If the government decides to opt to tax pensions in the same way as Isas are taxed, it would be the “death knell” for many life companies., Neil MacGillivray, head of technical support at James Hay Partnership, said.
The government’s green paper suggested a fundamental reform of the tax system is needed, and that pension contributions are taxed upfront, rather than on withdrawals: a ‘taxed-exempt-exempt’ system like Isas.
The government said this may allow individuals to better understand the benefits of contributing to their pension as the government’s contribution might be more transparent.
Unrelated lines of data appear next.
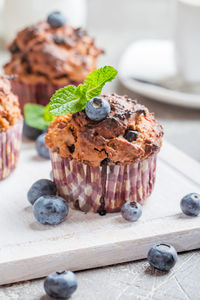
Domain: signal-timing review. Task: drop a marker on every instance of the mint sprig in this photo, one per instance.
(37, 116)
(72, 99)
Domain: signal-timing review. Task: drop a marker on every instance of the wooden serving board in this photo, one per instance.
(30, 250)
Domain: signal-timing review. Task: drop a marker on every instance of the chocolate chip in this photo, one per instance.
(13, 48)
(71, 148)
(140, 112)
(79, 32)
(131, 135)
(105, 161)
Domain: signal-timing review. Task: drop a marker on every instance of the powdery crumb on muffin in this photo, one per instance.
(77, 137)
(9, 106)
(60, 56)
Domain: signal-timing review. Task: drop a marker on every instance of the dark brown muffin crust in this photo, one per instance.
(107, 141)
(9, 106)
(59, 56)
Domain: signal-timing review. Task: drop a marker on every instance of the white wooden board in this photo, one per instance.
(30, 250)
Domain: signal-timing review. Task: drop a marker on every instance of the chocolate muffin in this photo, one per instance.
(10, 128)
(97, 166)
(45, 57)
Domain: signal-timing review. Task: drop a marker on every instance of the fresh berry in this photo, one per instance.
(31, 132)
(50, 210)
(60, 284)
(56, 19)
(42, 187)
(97, 108)
(131, 211)
(131, 135)
(190, 204)
(162, 257)
(40, 146)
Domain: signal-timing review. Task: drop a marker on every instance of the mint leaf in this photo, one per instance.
(97, 79)
(35, 116)
(67, 100)
(72, 99)
(47, 115)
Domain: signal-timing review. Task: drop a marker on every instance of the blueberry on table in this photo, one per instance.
(41, 148)
(60, 284)
(190, 204)
(31, 132)
(97, 108)
(42, 187)
(131, 135)
(56, 19)
(131, 211)
(50, 210)
(162, 257)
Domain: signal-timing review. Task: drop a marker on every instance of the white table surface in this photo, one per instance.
(116, 24)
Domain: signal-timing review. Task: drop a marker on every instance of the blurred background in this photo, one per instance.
(115, 25)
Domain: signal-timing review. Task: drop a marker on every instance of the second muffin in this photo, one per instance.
(47, 56)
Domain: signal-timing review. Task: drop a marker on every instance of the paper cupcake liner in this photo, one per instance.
(103, 188)
(39, 93)
(10, 142)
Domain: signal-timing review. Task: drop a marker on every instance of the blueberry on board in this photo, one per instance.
(41, 148)
(131, 135)
(162, 257)
(190, 204)
(50, 210)
(42, 187)
(131, 211)
(31, 132)
(97, 108)
(60, 284)
(56, 19)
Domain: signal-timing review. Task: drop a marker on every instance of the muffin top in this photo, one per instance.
(9, 106)
(128, 134)
(47, 54)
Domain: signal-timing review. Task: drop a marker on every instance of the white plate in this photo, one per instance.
(153, 61)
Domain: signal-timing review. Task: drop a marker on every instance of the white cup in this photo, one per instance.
(17, 14)
(187, 40)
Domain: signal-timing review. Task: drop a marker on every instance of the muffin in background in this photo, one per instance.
(99, 165)
(47, 56)
(10, 129)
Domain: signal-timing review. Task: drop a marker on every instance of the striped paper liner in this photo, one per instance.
(103, 188)
(39, 93)
(10, 142)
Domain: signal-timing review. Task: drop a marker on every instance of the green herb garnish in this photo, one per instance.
(72, 99)
(37, 116)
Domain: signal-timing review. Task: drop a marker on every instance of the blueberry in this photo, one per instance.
(56, 19)
(60, 284)
(31, 132)
(50, 210)
(60, 40)
(162, 257)
(40, 146)
(190, 204)
(131, 211)
(42, 187)
(97, 108)
(131, 135)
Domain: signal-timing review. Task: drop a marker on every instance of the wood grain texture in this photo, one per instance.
(30, 250)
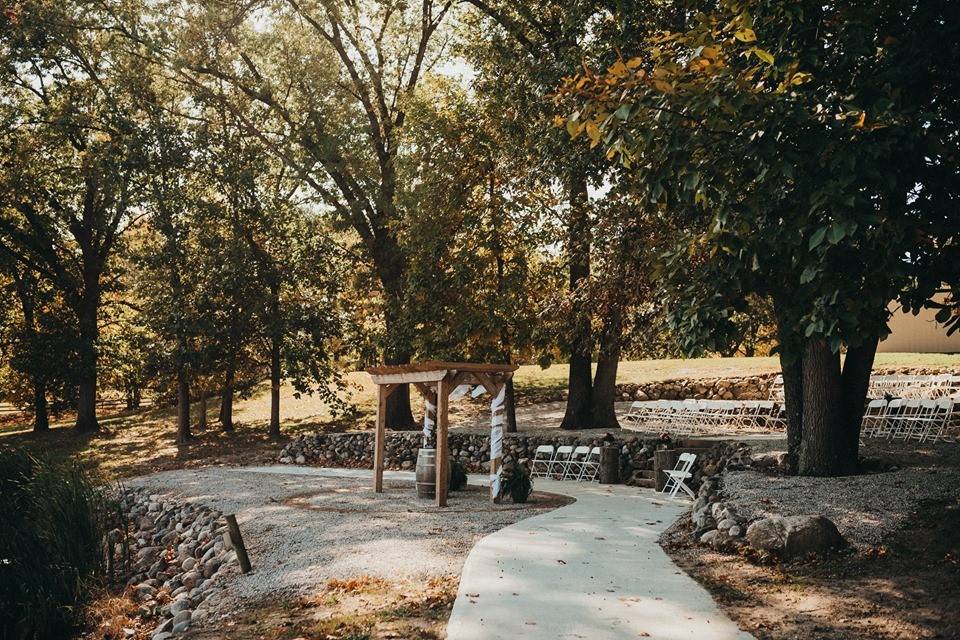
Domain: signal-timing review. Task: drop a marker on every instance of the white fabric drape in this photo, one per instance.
(497, 419)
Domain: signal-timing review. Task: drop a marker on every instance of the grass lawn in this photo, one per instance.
(143, 442)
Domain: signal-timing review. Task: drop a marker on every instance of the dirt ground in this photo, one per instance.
(907, 587)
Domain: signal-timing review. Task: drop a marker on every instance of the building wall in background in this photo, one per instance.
(919, 334)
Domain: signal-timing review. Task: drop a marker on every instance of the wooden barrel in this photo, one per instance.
(427, 473)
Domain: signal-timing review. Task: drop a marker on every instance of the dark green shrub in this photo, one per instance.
(50, 545)
(516, 483)
(458, 476)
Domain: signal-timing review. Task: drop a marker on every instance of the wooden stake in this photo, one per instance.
(443, 455)
(238, 545)
(381, 433)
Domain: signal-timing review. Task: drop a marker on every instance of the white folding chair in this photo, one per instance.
(575, 462)
(944, 414)
(560, 462)
(873, 417)
(590, 467)
(776, 389)
(543, 458)
(677, 476)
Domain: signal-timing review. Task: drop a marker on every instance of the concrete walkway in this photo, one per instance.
(590, 570)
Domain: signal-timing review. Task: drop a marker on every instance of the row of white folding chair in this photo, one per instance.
(696, 416)
(915, 386)
(912, 419)
(566, 462)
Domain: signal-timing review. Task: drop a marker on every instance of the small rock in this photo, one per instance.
(190, 579)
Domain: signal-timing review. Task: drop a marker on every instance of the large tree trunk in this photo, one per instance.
(183, 404)
(511, 407)
(399, 412)
(579, 391)
(202, 413)
(226, 399)
(604, 415)
(87, 357)
(823, 423)
(41, 418)
(275, 388)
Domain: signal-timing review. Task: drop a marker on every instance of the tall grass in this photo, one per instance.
(53, 519)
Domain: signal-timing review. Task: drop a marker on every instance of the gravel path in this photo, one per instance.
(302, 530)
(865, 508)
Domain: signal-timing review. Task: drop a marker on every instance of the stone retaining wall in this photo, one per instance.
(755, 387)
(355, 449)
(173, 553)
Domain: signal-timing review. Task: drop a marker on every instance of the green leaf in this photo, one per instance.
(766, 56)
(817, 237)
(835, 233)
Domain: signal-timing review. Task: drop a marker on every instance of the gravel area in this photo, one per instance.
(303, 530)
(865, 508)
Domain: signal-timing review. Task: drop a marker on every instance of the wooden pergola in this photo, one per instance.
(436, 381)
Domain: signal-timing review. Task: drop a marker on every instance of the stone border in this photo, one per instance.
(173, 553)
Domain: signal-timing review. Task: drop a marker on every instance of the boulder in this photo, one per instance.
(793, 537)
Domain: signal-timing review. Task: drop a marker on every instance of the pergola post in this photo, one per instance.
(383, 392)
(443, 462)
(436, 381)
(497, 418)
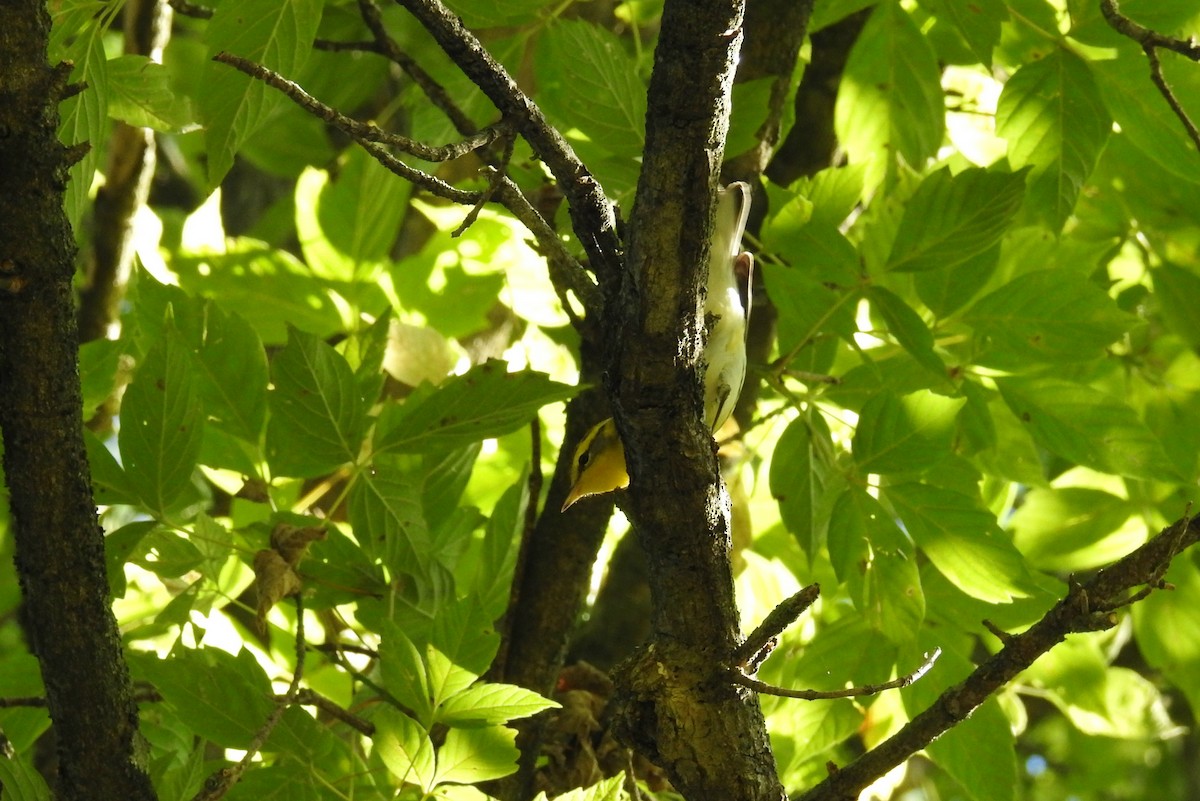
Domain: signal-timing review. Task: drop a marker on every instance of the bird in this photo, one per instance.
(599, 463)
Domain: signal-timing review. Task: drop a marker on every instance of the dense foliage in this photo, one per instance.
(984, 379)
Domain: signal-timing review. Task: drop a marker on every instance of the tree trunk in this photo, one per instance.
(59, 543)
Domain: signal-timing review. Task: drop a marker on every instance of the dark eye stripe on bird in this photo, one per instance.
(599, 464)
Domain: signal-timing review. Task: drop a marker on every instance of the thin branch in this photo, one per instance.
(307, 697)
(739, 678)
(1156, 74)
(1151, 41)
(433, 90)
(592, 215)
(191, 8)
(372, 139)
(1086, 608)
(762, 639)
(359, 131)
(1145, 36)
(219, 783)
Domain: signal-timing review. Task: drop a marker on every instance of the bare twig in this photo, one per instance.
(1145, 36)
(311, 698)
(739, 678)
(432, 89)
(1151, 41)
(191, 8)
(219, 783)
(1086, 607)
(361, 132)
(761, 640)
(592, 215)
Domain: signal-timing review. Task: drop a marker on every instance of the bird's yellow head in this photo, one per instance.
(599, 464)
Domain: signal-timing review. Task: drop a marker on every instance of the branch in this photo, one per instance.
(432, 89)
(592, 215)
(565, 270)
(361, 132)
(1151, 41)
(762, 640)
(222, 781)
(739, 678)
(1086, 608)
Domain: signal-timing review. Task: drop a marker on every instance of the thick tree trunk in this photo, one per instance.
(677, 705)
(60, 552)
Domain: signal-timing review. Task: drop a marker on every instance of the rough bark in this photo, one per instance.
(676, 706)
(59, 544)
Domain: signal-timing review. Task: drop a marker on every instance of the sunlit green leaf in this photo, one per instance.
(472, 756)
(162, 425)
(891, 97)
(589, 83)
(953, 218)
(905, 433)
(317, 416)
(1048, 315)
(405, 747)
(1087, 427)
(487, 401)
(385, 513)
(963, 541)
(1055, 121)
(490, 703)
(142, 96)
(277, 36)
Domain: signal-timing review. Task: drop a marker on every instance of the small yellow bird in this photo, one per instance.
(599, 463)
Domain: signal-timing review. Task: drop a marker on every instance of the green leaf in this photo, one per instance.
(588, 82)
(21, 781)
(1145, 116)
(1051, 114)
(275, 35)
(1087, 427)
(502, 537)
(405, 673)
(953, 218)
(233, 374)
(490, 703)
(162, 425)
(215, 543)
(485, 402)
(877, 561)
(219, 696)
(82, 116)
(99, 361)
(317, 416)
(816, 248)
(471, 756)
(142, 96)
(799, 477)
(889, 101)
(405, 747)
(1177, 291)
(109, 482)
(978, 752)
(1168, 630)
(905, 324)
(978, 23)
(807, 307)
(347, 224)
(963, 541)
(1048, 315)
(1072, 529)
(946, 290)
(487, 13)
(385, 515)
(906, 433)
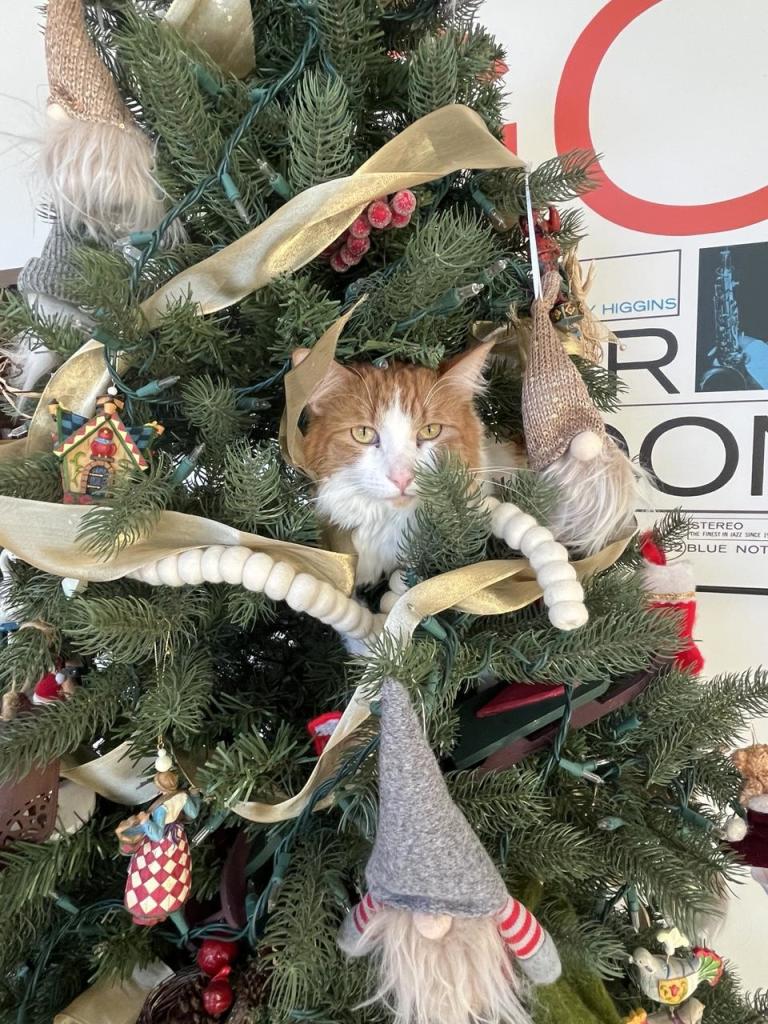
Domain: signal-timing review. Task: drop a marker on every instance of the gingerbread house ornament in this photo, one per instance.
(93, 451)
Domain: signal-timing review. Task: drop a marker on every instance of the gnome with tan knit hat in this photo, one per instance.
(567, 443)
(97, 163)
(446, 936)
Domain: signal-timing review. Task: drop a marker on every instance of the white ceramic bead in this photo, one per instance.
(517, 527)
(148, 573)
(396, 584)
(325, 600)
(303, 592)
(566, 590)
(555, 572)
(168, 571)
(210, 563)
(256, 570)
(502, 515)
(189, 566)
(279, 582)
(568, 615)
(231, 562)
(532, 538)
(545, 553)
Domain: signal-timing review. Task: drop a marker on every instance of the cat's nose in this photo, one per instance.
(400, 478)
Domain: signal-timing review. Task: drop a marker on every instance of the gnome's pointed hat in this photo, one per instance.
(78, 80)
(556, 404)
(426, 858)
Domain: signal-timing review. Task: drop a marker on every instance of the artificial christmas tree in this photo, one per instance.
(217, 617)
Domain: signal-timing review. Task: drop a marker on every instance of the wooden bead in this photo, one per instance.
(256, 570)
(568, 615)
(532, 538)
(566, 590)
(279, 582)
(517, 527)
(324, 601)
(231, 563)
(555, 572)
(210, 563)
(545, 553)
(168, 571)
(303, 592)
(189, 566)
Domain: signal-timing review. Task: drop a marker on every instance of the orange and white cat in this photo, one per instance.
(372, 427)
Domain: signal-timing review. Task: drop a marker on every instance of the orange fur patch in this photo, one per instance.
(360, 394)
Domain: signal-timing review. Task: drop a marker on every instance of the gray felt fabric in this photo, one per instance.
(49, 272)
(426, 857)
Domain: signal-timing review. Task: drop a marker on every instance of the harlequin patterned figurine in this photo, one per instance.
(92, 451)
(160, 871)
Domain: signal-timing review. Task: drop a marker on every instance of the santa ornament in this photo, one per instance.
(448, 939)
(671, 585)
(567, 443)
(97, 164)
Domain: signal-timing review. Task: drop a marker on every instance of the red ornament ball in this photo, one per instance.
(379, 214)
(360, 227)
(217, 997)
(403, 202)
(400, 220)
(338, 263)
(356, 247)
(215, 953)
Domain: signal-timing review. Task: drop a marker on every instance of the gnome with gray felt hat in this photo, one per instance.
(446, 936)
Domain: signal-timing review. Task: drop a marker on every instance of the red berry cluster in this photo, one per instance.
(349, 249)
(214, 958)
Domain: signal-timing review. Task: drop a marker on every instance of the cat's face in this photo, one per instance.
(371, 428)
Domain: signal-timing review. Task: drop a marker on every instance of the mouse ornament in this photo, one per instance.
(448, 939)
(567, 443)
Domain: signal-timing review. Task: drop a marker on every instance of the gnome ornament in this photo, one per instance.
(567, 443)
(445, 934)
(97, 163)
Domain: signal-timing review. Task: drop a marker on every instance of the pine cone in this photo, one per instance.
(249, 993)
(178, 1000)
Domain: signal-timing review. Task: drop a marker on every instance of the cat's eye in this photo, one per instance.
(365, 435)
(429, 432)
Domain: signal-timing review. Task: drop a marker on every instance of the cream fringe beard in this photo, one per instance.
(597, 499)
(467, 977)
(100, 180)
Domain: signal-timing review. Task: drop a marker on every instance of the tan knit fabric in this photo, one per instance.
(556, 404)
(78, 80)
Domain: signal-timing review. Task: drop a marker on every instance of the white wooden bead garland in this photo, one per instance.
(260, 572)
(562, 592)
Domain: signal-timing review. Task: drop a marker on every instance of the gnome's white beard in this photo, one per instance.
(100, 179)
(467, 977)
(596, 501)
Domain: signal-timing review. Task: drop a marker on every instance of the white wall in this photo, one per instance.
(23, 98)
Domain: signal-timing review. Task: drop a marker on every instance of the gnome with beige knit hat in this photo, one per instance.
(448, 939)
(97, 163)
(567, 443)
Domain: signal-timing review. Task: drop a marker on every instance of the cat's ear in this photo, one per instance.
(464, 372)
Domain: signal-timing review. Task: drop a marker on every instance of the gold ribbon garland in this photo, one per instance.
(223, 29)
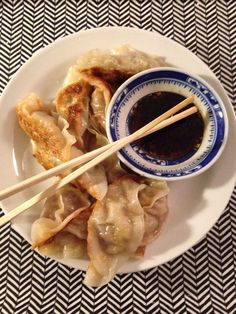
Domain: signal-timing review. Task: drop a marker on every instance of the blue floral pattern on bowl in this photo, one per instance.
(168, 79)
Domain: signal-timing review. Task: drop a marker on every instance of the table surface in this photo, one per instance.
(202, 280)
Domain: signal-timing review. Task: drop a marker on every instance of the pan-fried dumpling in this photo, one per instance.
(51, 140)
(94, 181)
(72, 103)
(115, 230)
(58, 211)
(123, 58)
(153, 199)
(70, 242)
(117, 65)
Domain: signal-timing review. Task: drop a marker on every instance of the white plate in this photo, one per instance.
(195, 204)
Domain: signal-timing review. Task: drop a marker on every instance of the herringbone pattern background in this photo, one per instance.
(203, 280)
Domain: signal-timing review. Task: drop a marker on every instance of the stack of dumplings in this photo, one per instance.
(107, 215)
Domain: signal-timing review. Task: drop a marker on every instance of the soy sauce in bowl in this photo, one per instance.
(173, 142)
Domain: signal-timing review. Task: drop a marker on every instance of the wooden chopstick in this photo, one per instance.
(112, 148)
(84, 158)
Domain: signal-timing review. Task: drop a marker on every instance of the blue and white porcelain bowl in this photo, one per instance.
(177, 81)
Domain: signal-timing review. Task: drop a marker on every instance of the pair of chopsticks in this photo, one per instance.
(89, 160)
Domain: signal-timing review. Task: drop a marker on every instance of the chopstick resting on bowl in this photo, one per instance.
(95, 158)
(84, 158)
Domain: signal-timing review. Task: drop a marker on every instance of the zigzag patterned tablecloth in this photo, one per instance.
(203, 280)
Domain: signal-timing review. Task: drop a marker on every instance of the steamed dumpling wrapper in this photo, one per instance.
(115, 230)
(71, 241)
(153, 199)
(117, 65)
(59, 209)
(52, 143)
(72, 103)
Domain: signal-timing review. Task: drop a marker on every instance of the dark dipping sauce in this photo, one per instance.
(173, 142)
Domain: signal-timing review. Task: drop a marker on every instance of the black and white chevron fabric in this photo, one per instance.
(203, 280)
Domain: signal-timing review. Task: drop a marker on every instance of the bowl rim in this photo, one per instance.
(194, 76)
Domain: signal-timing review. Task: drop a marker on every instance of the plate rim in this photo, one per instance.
(41, 51)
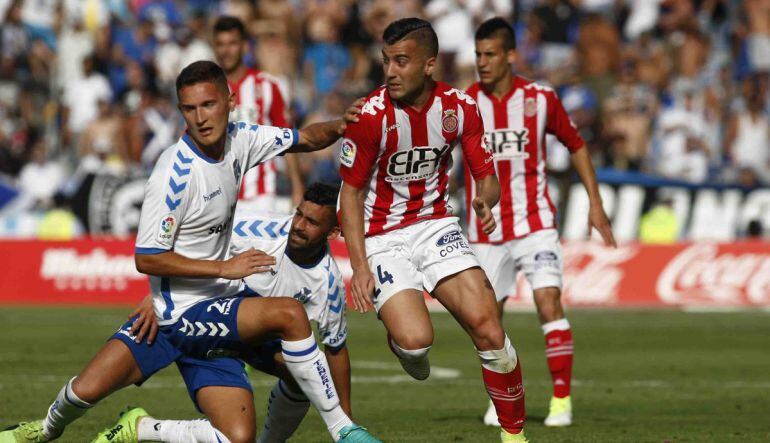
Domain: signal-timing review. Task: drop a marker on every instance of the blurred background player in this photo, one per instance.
(517, 115)
(398, 223)
(259, 99)
(304, 270)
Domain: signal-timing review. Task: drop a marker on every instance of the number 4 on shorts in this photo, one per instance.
(383, 277)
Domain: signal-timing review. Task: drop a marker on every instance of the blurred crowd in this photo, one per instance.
(674, 88)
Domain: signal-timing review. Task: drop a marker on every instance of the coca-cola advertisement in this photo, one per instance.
(699, 275)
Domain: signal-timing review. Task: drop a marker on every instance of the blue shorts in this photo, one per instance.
(208, 325)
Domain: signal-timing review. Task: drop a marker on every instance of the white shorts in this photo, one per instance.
(417, 257)
(538, 256)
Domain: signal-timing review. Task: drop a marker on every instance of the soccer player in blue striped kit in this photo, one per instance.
(182, 243)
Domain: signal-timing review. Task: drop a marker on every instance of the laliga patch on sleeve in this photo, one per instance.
(166, 228)
(348, 152)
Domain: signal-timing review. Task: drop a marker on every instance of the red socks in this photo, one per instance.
(501, 371)
(558, 352)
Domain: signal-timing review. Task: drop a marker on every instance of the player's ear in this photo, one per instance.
(511, 56)
(334, 233)
(430, 66)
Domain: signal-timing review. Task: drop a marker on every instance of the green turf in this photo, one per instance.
(640, 376)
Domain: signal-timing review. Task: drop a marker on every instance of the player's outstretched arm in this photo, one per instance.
(320, 135)
(339, 364)
(352, 223)
(597, 218)
(487, 196)
(171, 264)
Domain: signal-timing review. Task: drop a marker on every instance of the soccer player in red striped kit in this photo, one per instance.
(517, 115)
(258, 99)
(398, 225)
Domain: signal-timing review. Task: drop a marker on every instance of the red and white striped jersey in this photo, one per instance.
(259, 100)
(403, 155)
(516, 126)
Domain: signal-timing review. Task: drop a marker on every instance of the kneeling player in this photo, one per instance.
(182, 244)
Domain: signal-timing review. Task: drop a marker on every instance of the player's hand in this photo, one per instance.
(597, 218)
(361, 288)
(484, 214)
(245, 264)
(145, 324)
(351, 114)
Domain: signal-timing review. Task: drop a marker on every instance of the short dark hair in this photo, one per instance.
(200, 72)
(323, 194)
(498, 27)
(227, 23)
(412, 28)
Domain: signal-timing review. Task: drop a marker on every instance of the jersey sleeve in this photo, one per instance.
(332, 326)
(166, 200)
(358, 152)
(278, 113)
(561, 125)
(475, 144)
(260, 143)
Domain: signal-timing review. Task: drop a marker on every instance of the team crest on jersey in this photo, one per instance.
(237, 170)
(530, 107)
(449, 122)
(509, 143)
(348, 152)
(167, 224)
Mr MacGillivray argued with pension freedoms having dramatically reduced the demand for annuities and, now the potential that personal pensions may be killed off, it would be the “final nail in the coffin for many”.
“Whatever the outcome of the green paper platforms are likely to be in the strongest position to benefit.
“With little new annuity business and no personal pension business it will be difficult for them to continue and they may close to new business and potentially sell the closed book.
“Platforms will be in a strong position to provide a taxed-exempt-exempt proposition as they already provide Isas.”
A spokesperson for Zurich UK Life said that while the cost of setting up any taxed-exempt-exempt regime would impose additional financial pressure on businesses of all types, the company’s first concern is for the impact it would have on individual savers.
The spokesperson said: “Investing into a pension from untaxed income is a powerful incentive to save for retirement. Scrapping such a valuable tax break would drive people away from long-term saving.
“We have called for the government to reinforce the value of up-front pension tax relief by introducing a 33 per cent flat rate that would be a fairer, simpler and more sustainable solution for people of all incomes.”
John Lawson, head of policy for retirement solutions at Aviva, did not agree with Mr MacGillivray.
He said: “In terms of the big picture on how this works I don’t think there would be much disruption at all. As far as I can see the market picture wouldn’t change, all you would have is a different tax incentive.”
Jamie Jenkins, head of pensions strategy at Standard Life, said: “Regardless of the outcome of the consultation on pensions tax, we still have a pressing need for greater levels of retirement saving in the UK.
“The government acknowledges the success of automatic enrolment as key to achieving this, so this will clearly remain central to the strategy.
“Any company with strong relationships with its customers and core strengths in investment and long term savings will be well positioned to embrace any changes.”
The Association of British Insurers declined to comment as to changes in pensions tax would affect life insurance companies.